Bengaluru hotels worst hit by COVID-19, bearish on demand revival

Latest report by JLL puts revenue per room decline at 59 per cent for Bengaluru, sharpest among major cities.

Bengaluru has seen the sharpest decline of 59 per cent in the Revenue Per Available Room Bengaluru has seen the sharpest decline of 59 per cent in the Revenue Per Available Room

The latest report by real estate consultancy firm JLL says Bengaluru has seen the sharpest decline of 59 per cent in the Revenue Per Available Room (RevPAR) compared to other major Indian cities. Even the occupancy rates have gone down 53 per cent till July compared to the same period last year. Alluding to the distress in the hospitality sector, Vineet Verma, Executive Director & CEO, Brigade Hospitality said that many hotels had to shut down to cut losses. While most have been open from June 8 with continued restrictions on travel and prohibition of certain facilities, business continues to be dismal. "Whatever little business hotels have been getting during the past few months has been mostly for repatriation and self-quarantine purposes, and room rates have been governed by the rates stipulated by the government authorities. In our case, these have been around 40 per cent or less of our usual ARRs," said Verma.

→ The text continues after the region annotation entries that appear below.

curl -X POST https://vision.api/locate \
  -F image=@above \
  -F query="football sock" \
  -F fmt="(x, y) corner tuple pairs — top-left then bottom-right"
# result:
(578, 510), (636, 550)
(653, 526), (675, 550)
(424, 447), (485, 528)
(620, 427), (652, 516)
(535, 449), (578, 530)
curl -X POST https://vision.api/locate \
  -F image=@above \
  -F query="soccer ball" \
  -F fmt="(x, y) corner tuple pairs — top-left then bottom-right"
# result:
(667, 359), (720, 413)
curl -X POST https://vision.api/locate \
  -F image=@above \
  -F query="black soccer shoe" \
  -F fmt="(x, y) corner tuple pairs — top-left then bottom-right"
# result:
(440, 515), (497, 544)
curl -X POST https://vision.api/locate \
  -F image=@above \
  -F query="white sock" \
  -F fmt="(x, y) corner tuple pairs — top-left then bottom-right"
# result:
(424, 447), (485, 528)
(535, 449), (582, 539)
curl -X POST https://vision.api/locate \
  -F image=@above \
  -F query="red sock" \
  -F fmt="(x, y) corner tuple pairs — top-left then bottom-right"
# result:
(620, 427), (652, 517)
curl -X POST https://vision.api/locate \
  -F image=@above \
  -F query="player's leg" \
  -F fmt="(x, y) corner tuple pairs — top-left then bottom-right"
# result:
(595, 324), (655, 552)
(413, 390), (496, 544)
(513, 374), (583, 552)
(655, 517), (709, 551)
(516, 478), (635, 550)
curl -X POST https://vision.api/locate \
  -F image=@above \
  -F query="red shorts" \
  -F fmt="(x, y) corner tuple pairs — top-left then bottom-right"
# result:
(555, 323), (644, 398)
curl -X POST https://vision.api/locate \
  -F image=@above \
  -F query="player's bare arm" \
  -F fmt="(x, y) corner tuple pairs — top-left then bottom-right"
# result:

According to the India Hotel Recovery Guide- Bengaluru report,  in the last five years  (2014-2019) the overall hotel industry in India saw a 7.1 per cent compound annual growth rate (CAGR) driven by both average daily rate and occupancy rate. Even the overall supply registered a CAGR growth of 7.8 per cent largely led by luxury hotel supply. Bengaluru saw a 4 per cent year-on-year increase in the number of rooms with the total number of branded keys at the end of 2019 at 14,987.  However, with restrictions on international travel, limited travel by the IT/ ITES industry and fewer holiday goers, Bengaluru market has taken a deep cut. Manish Garg, General Manager at Hilton Bangalore Embassy Golf Links believes that pre-COVID era RevPAR may take at least 18 months if not more. "Bangalore is heavily reliant on IT industry and International in-bound travel vis-a-vis other metros which have higher domestic business mix. This is why Bangalore has seen the sharpest decline," he said.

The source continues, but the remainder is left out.